このお話の主人公は、季節の“はる”。はるが目を覚ますと、ふゆの寒さがどんどん和らいでいきます。ふゆに「そろそろ交代ね」と別れを告げ、暖かいはるが始まります。沢山の花を咲かせ、生き物たちと素敵な毎日を過ごしていると、どんどん日が長くなり、いよいよなつがやってきました。交代の日に、なつはこう言います。「ようし、あきが来るまで頑張るぞ。」その時、はるは気付きます。「あれ? そういえばわたしはあきに会ったことがない。」あきがどんな子か気になったはるは、あきに手紙を書くことにしました。
あきに向けて手紙を書いたはる。なつに預けることにしました。それから時が経って、はるが目を覚ますと、ふゆがあきからの返事をはるに渡すのでした。こうして、はるとあきは、何度も手紙のやり取りを続けます。はるの知らない、あきの世界。あきの知らない、はるの世界。はるに咲く花、あきに咲く花、はるに生まれる生き物、あきになると出てくる食べ物、はるになると実る食べ物、あきに聞こえる虫の声…。色々な物をはるとあきは手紙で教え合います。何もかもがはるにとっても、あきにとっても知らないことで、とても素敵に思えるものばかりでした。
しかし、あきの素敵なことを知っていくうちに、どんどん自分がつまらなく感じてきてしまったはる。「私と話していても面白くないだろう。」と、あきに打ち明けます。すると、一年後に読むあきからの返事には、「はるとお手紙することで、自分にもいいところがあるって気付けたよ」とあったのでした。

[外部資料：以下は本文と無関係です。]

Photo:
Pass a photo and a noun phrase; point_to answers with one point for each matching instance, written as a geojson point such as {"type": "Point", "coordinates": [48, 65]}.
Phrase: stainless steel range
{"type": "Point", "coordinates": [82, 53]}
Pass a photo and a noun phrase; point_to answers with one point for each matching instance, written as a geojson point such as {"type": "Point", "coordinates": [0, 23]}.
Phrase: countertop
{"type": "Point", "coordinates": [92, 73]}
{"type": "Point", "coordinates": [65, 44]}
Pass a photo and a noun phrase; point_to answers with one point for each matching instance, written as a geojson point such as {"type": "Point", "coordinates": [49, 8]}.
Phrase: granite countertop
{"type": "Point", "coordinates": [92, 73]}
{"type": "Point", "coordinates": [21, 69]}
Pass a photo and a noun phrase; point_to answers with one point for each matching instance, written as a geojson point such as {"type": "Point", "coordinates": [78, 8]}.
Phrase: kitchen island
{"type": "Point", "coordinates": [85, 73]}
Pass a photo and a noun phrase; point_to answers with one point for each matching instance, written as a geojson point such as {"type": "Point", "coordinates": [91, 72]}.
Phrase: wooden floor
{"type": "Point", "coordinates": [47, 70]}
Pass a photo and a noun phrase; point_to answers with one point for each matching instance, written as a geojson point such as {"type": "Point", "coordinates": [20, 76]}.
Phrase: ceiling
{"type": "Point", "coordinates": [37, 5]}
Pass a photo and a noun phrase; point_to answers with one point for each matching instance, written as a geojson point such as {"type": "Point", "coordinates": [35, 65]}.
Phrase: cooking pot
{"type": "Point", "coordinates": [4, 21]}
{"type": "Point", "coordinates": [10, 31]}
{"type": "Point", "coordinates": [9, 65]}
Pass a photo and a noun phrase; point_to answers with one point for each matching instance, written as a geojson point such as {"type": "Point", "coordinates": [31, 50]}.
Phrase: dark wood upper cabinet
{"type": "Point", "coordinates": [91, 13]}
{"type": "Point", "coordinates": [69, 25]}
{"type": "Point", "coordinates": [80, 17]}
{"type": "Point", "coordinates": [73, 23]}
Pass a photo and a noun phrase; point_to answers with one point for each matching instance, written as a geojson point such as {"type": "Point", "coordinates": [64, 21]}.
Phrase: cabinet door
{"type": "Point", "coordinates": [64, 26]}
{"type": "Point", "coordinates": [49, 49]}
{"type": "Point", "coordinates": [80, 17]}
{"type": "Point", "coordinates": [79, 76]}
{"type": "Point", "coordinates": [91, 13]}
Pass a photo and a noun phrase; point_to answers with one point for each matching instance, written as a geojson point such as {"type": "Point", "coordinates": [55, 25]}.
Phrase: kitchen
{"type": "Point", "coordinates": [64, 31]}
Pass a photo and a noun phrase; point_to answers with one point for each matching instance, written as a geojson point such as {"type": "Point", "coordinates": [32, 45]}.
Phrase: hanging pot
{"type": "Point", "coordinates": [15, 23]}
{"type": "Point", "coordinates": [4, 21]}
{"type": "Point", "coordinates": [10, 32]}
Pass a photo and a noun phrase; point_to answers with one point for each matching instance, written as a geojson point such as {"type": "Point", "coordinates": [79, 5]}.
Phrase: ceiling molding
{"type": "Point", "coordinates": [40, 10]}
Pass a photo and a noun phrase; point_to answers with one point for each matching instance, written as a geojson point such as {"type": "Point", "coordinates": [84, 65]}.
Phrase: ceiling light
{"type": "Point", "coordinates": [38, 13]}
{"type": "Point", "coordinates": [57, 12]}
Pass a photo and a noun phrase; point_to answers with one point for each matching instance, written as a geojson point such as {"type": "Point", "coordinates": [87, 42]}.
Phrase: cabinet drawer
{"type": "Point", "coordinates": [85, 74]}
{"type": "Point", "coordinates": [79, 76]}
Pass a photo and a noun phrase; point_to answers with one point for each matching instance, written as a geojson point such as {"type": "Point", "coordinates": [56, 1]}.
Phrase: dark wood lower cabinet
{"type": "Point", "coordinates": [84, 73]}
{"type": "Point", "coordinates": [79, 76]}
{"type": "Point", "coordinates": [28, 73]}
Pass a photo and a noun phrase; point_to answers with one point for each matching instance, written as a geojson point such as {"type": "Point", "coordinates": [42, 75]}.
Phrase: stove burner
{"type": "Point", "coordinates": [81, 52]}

私は、このお話を読んで、登降園中に子どもたちと話す好きな季節の話を思い出しました。「私は夏が好き。」「僕は冬がいい。」等と、最初は好きな季節が分かれている子どもたちでも、「夏になったらプールで沢山遊べるでしょ。」「カブトムシとか色々な虫も出てきていっぱい捕まえるのが楽しみ!」「冬になったら雪が沢山積もったらいいなあ。」「サンタさん早く来てほしいよね!」と、いつの間にかみんなでその季節ごとのエピソードで盛り上がっています。そんな子どもたちを見て、私はいつも色々な季節というものがあって良かったなと思います。
私は、どの季節が好きかと聞かれたら、秋と答えます。もちろんどの季節もその季節ごとの良さがあって好きなのですが、秋は、自分の生まれた季節で、それだけでなんだかわくわくすることと、涼しくて過ごしやすく、また、秋の空も大好きだからです。秋になると、幼稚園まであと少しという最後の大階段の頭上は沢山のもみじで覆われます。子どもたちは毎日そんなもみじのトンネルをくぐり、幼稚園に「おはよう!」と元気な声を響かせながら、到着します。現在は、青々とした緑色のトンネルですが、冬は、葉が落ちて空がところどころ見えるトンネルになります。時々もみじを見上げては「秋になったら、赤色のトンネルになるよね。」「綺麗なんだよね。」とお話している子どもたち。自然に囲まれた環境で、暑さや寒さを肌で感じるだけでなく、植物や景色、生き物を通して全身で四季を感じています。
幼稚園には沢山の生き物もやってきますし、様々な植物が育っています。子どもたちの大好きなダンゴムシがやってくると春が来たなと感じ、どんぐりが落ちてくるとこれからどんどん寒くなっていくなと思います。日々四季は移ろいでいきます。一日一日の自然との出会いを大切に、その時その時にしか感じられない思いを大事にして、これからも子どもたちとお山の幼稚園での実りある毎日を過ごしていきたいと思います。